Manufacturing continues as the principle driving force behind business confidence in the UK, according to the latest results (Q2 2017) from the UK’s Credit Managers’ Index (CMI), the quarterly barometer from the Chartered Institute of Credit Management (CICM).
The 1.3-point rise experienced in manufacturing sees the Index close at 64.0, another all-time CMI high. The result also represents a year-on-year rise and the second successive quarter that the sector has improved. This suggests the positive effect that currency fluctuations are having on the UK’s exporting market since the Brexit referendum.

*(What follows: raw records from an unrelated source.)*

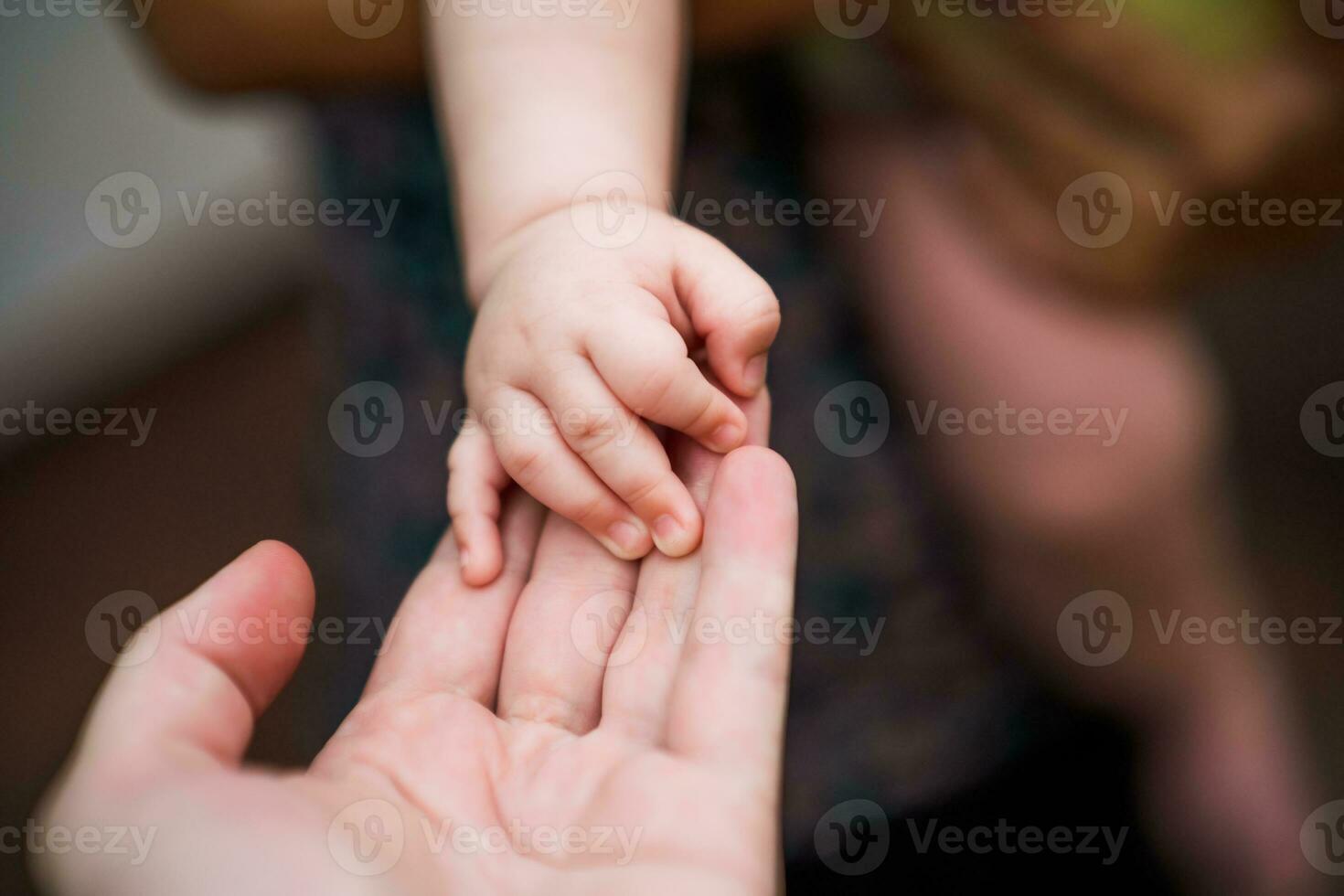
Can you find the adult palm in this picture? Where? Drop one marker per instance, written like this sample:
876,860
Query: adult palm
582,724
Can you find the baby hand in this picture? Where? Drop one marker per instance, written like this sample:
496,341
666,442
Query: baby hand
574,348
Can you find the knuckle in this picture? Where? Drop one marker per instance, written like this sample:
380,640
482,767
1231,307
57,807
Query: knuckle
760,312
527,464
591,512
592,432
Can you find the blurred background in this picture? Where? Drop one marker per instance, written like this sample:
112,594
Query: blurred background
238,340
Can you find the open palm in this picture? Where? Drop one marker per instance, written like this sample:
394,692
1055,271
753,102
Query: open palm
569,729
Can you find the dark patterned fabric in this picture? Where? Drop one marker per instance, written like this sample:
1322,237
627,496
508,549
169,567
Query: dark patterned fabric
926,710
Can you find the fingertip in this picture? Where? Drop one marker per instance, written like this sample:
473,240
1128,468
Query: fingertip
628,539
754,481
677,535
752,374
728,437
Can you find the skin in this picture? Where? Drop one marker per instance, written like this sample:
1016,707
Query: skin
600,343
480,712
571,328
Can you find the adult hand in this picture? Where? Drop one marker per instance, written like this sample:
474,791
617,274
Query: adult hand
503,741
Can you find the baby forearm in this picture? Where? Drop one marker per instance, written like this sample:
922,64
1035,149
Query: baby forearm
535,106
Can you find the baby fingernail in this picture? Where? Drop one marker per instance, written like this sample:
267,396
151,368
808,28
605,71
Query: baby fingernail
668,535
726,438
752,374
626,536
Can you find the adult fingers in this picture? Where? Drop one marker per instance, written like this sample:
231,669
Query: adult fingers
448,635
560,633
729,698
643,664
191,683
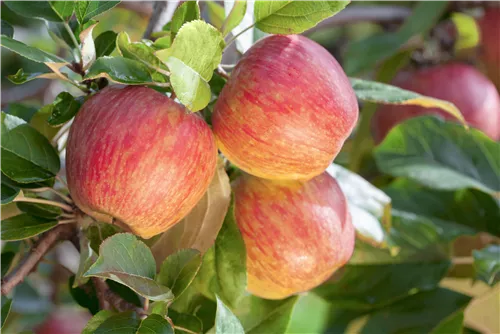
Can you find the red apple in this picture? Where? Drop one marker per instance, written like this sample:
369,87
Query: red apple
286,110
461,84
64,321
137,157
490,43
296,233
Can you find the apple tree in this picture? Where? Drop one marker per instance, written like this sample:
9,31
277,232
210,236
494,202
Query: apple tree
260,166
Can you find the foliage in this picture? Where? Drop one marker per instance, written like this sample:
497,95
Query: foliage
427,184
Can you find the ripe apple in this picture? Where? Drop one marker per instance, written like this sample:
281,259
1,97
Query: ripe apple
490,47
137,158
296,233
64,321
286,110
461,84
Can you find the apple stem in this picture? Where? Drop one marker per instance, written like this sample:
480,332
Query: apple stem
63,206
31,260
44,189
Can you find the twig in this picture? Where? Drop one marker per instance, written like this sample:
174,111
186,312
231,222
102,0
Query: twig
159,7
38,251
107,298
67,221
44,201
462,260
44,189
354,14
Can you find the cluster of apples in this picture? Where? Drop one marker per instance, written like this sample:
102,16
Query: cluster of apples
138,159
473,92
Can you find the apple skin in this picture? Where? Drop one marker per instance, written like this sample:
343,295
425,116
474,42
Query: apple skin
463,85
137,158
286,110
490,43
296,233
64,321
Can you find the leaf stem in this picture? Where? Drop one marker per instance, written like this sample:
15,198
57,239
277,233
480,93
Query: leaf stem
73,39
63,206
44,189
238,35
66,221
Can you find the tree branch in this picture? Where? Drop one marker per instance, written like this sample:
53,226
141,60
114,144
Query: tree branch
38,251
354,14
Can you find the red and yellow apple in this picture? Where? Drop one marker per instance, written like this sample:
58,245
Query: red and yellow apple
137,158
490,43
296,233
463,85
286,110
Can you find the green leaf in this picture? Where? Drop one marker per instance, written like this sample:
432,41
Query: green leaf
20,77
187,321
487,264
120,70
27,156
179,269
453,212
186,12
126,260
235,16
372,91
24,226
226,321
387,283
194,55
265,316
441,155
215,13
63,8
364,54
6,29
140,52
293,16
96,321
370,207
223,271
29,52
5,262
105,43
8,190
5,305
22,111
65,108
87,259
122,323
41,9
155,324
419,313
87,9
452,324
85,295
39,210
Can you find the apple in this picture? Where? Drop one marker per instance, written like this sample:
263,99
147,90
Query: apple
296,233
137,158
64,321
461,84
490,47
286,110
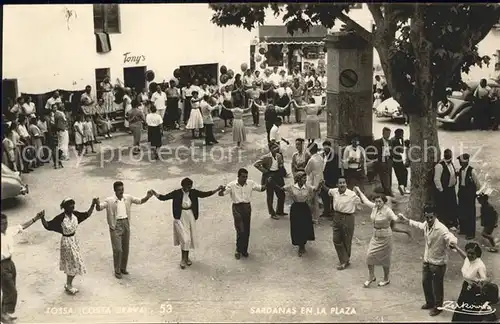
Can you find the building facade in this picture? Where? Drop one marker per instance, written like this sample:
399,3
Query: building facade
48,47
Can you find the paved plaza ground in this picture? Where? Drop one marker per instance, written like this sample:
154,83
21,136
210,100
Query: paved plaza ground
273,284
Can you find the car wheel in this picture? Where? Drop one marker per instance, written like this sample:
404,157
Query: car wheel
444,110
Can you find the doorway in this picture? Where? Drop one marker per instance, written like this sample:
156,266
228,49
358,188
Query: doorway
9,93
135,78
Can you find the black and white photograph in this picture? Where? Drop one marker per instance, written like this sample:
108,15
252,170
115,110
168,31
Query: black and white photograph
250,162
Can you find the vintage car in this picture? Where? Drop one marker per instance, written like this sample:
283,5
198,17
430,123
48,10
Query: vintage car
389,108
458,112
12,184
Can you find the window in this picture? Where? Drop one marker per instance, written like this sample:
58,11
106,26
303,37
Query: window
100,75
274,55
107,18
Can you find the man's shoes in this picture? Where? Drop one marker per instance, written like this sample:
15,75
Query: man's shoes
427,306
435,312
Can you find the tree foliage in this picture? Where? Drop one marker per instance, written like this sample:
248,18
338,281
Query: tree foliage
449,33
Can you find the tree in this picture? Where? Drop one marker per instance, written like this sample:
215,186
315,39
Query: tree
421,46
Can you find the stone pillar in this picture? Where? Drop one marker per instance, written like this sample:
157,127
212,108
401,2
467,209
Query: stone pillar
349,89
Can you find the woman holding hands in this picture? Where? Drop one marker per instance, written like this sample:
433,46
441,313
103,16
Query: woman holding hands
66,223
185,210
380,247
301,224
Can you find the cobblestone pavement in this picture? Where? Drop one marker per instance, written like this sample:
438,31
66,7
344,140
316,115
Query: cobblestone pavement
273,284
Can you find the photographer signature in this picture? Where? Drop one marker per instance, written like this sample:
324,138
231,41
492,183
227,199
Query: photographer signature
469,309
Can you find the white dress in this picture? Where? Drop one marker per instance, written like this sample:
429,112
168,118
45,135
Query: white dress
185,227
195,118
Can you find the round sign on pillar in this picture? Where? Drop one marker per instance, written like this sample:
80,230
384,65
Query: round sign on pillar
348,78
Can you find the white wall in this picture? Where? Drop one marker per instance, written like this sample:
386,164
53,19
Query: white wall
43,54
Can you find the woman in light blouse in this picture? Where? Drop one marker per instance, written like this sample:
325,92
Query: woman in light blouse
380,247
299,158
470,299
301,222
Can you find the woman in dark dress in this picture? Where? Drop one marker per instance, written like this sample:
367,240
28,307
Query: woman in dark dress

The CMI’s headline figure also closed up 0.9 points to finish at 60.1. This was primarily the result of a 0.8-point increase in the services sector, which closed up at 58.3. The uplift follows Q1 2017’s decreases and shows the economy in much ruder health according to several key indicators such as GDP growth predominantly in Services, which rose 0.5%. Construction and Production were the two other indicators that slowed down, with decreases of 0.9% and 0.4% respectively. The headline figure has, however, now climbed to 60.1, broadly in line with the FTSE All Share market – the eighth time (and third successive quarterly result) in the CMI’s history that is above this threshold.
More positive news came from the unfavourable factors with six out of seven showing signs of improvement: Days Sales Outstanding (DSO) was +4.2 points higher (65.7); Insolvencies closed +5.1 points better off (55.9); Accounts Referred to third parties climbed by 5.1 points to 57.1
The CMI, sponsored by trade credit risk management experts Tinubu Square, is important because it gauges nationwide levels of credit being sought and granted by credit professionals across the UK and acts as a primary indicator of actual levels of business being conducted. It consistently maps the FTSE All Share Index and the EU Economic Sentiment Indicator.
The survey also reported that the markets continued to hold up with improvements in the FTSE All Share Index despite a dip in June, and overall a fairly low market volatility. In June, consumer confidence took a four point drop and was nine down on the same time last year.
Other findings indicated that companies were turning to dedicated software to help them reduce their risk exposure with 29% already using a software tool. A further 14% said that they believed it could reduce their risk significantly, but over a third still thought it would make little difference. In terms of where trade credit management systems could help credit managers, the majority felt that the most impact would be on reporting at 29% and business workflow at 22%, but only 7.5% thought that the most important feature would be its ability to connect with external systems.
Philip King, Chief Executive of the CICM, says the latest results provide further encouragement but progress is slow and steady rather than significant: “Despite Brexit negotiations continuing and no immediate outcome in sight, credit professionals are noticing a resilient economy across most sectors. That is not to say that this upturn will be necessarily long lasting – there are many potential pitfalls along the way as confidence remains fragile and the situation could easily take a turn for the worse at any stage. Caution is the watch word.”
Michael Feldwick, Head of Tinubu Square UK & NI, said: “It does seem that credit managers need to be cautious, so it is heartening to note that nearly a third of this quarter’s respondents are using dedicated software and finding that it reduces their risk significantly. In today’s uncertain times, this is clearly an avenue that more can turn to in order to manage credit and control their exposure to risk.”
The CMI’s results show a significant change in regional confidence too: Only the North East (45.0), Yorkshire and Humber (45.6) and Northern Ireland are the only regions to have dropped below the 48-point mark. The South East improved by 22% up to 63.3, while the West Midlands also showed signs of improvement closing up by 12% to 63.6.
The CMI’s also reports on 19 sector-specific with all but three meeting or exceeding the 52-point threshold – Oil & Gas down (48.0), Personal & Household Goods (51.7), and Insurance down (51.3), and the 10 others over 60 points.